Usamos o simulador do site do Tesouro Direto para mostrar, com números, o poder do atual nível de retorno do Tesouro IPCA+
A disparada das taxas dos títulos do Tesouro Direto na última semana fez alguns ativos chegarem ao maior nível de retorno da série histórica. Os prefixados superaram os 14,5% de rentabilidade ao ano, enquanto os indexados à inflação – o famoso IPCA+ – seguem pagando mais de 8% de juro real.
O E-Investidor já abordou em algumas reportagens a raridade da janela atual, assim como os motivos que levaram ao movimento mais recente de abertura na curva de juros.
Mas, para dar uma ideia mais completa de quão alto é esse nível de retorno, fizemos uma simulação utilizando as ferramentas disponíveis no site do Tesouro Direto.
O simulador leva como premissa um IPCA de 5% ao ano, não inclui taxa da instituição financeira – já que boa parte das corretoras mantêm a taxa de corretagem ou custódia zerada para títulos públicos – e parte da premissa que o investimento será levado até o vencimento.
Com o IPCA+ 8%, é possível dobrar o valor investido em seis anos, mesmo descontando os impostos. Um aporte de R$ 1 milhão no Tesouro IPCA+ 2032 gera um resgate de R$ 2 milhões no vencimento.
Para efeito de comparação: o mesmo valor investido no Tesouro Selic, cuja rentabilidade bruta anual está em 10,08% na opção mais longa, se transformaria em R$ 1.512.409,69 líquidos – quase R$ 500 mil a menos.

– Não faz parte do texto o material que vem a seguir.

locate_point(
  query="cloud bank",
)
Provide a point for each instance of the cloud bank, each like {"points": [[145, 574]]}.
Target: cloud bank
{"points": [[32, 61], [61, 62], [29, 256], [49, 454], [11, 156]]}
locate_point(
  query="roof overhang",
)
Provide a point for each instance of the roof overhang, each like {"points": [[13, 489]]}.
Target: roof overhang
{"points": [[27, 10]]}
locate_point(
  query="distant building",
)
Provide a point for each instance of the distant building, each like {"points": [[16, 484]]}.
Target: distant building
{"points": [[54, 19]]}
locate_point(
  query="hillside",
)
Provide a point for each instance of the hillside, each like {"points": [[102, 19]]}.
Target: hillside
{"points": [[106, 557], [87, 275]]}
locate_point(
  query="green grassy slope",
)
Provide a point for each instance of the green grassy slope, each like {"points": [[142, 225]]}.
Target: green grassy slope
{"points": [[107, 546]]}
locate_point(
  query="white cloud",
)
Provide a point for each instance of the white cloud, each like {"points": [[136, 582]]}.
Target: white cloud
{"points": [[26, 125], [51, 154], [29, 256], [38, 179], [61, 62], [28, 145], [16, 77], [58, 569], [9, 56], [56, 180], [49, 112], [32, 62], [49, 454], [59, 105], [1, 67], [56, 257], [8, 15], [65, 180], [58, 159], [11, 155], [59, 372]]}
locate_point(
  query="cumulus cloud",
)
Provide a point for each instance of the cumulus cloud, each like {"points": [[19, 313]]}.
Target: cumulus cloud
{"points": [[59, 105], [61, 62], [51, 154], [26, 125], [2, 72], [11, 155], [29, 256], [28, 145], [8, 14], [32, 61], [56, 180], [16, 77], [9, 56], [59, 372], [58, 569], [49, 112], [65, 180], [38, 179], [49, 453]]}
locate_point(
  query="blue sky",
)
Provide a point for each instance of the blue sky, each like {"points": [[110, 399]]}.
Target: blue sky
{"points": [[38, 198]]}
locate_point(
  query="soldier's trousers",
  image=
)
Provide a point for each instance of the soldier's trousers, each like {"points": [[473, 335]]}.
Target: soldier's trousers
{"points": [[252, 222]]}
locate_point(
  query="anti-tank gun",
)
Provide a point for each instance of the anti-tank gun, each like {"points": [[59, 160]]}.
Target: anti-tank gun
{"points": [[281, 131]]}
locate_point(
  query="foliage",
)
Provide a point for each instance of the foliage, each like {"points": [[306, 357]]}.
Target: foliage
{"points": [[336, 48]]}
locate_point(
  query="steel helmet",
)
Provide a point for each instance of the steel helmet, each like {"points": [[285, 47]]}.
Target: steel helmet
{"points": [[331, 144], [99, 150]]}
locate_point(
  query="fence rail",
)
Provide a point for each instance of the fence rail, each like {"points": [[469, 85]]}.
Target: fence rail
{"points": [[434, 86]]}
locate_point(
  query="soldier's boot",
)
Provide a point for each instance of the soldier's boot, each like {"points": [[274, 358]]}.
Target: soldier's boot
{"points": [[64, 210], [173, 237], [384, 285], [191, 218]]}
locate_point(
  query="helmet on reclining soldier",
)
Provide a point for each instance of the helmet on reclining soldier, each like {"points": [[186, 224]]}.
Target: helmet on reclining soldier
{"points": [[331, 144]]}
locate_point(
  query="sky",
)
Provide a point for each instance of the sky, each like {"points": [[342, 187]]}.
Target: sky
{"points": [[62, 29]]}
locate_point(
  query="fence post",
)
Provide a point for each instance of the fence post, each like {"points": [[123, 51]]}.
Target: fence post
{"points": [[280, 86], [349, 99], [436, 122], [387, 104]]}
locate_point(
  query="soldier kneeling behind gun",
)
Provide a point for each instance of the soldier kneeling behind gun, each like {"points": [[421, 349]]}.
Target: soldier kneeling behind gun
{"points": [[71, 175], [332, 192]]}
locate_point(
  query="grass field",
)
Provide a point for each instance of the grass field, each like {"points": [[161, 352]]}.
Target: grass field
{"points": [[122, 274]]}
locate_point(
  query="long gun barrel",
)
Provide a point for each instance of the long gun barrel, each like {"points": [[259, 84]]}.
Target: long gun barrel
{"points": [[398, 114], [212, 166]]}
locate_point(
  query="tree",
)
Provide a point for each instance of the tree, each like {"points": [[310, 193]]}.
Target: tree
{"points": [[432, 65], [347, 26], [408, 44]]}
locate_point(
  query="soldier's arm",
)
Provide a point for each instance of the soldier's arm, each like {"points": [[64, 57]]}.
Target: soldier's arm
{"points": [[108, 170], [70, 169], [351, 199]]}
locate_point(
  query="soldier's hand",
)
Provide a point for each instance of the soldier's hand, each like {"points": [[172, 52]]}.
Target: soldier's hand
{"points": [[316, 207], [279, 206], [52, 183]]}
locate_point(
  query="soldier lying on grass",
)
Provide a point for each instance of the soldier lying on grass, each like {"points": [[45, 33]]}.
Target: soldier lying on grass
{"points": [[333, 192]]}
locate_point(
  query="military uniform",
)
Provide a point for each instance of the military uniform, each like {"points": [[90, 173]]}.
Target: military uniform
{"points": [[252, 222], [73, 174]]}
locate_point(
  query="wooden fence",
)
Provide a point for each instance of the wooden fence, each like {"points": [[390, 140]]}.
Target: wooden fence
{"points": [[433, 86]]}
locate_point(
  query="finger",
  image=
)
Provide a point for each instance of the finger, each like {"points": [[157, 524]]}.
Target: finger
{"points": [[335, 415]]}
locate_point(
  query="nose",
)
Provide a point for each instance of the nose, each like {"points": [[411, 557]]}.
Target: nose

Na NTN-B mais longa, com vencimento em 25 anos, o capital se multiplica em 14 vezes. Veja:
Quanto rende R$ 1 milhão no Tesouro IPCA+
Rendimento real de 8% ao ano no longo prazo é capaz de multiplicar o patrimônio
Source: Tesouro Direto
Em linhas gerais, a principal mensagem é que o investidor não deve transformar a busca por retornos maiores em uma aposta excessivamente direcional e encher a carteira com o ativo apostando em uma futura queda de juros.
A recomendação, portanto, é construir posições gradualmente, equilibrando a composição da carteira com ativos pós-fixados, para aproveitar o CDI ainda alto, e assim construir uma estratégia alinhada a cada perfil de risco.
Para efeito de comparação, o Tesouro Pré c/ 14,5% aa. também é oferecido ao mercado. Sua taxa de retorno é fixa e definida no momento da compra e permanece a mesma se o título for levado até o vencimento.
A escolha entre o IPCA+ com o Prefixado depende da expectativa para a inflação futura, do horizonte de investimento e da tolerância ao risco do investidor.
Para aqueles que acreditam em uma desaceleração mais consistente da inflação e em uma redução mais forte dos juros, o Prefixado representa uma oportunidade de capturar ganhos adicionais.
Por outro lado, para quem deseja maior previsibilidade em termos reais e menor dependência de cenários econômicos específicos, o IPCA+ tende a ser a alternativa mais equilibrada neste momento.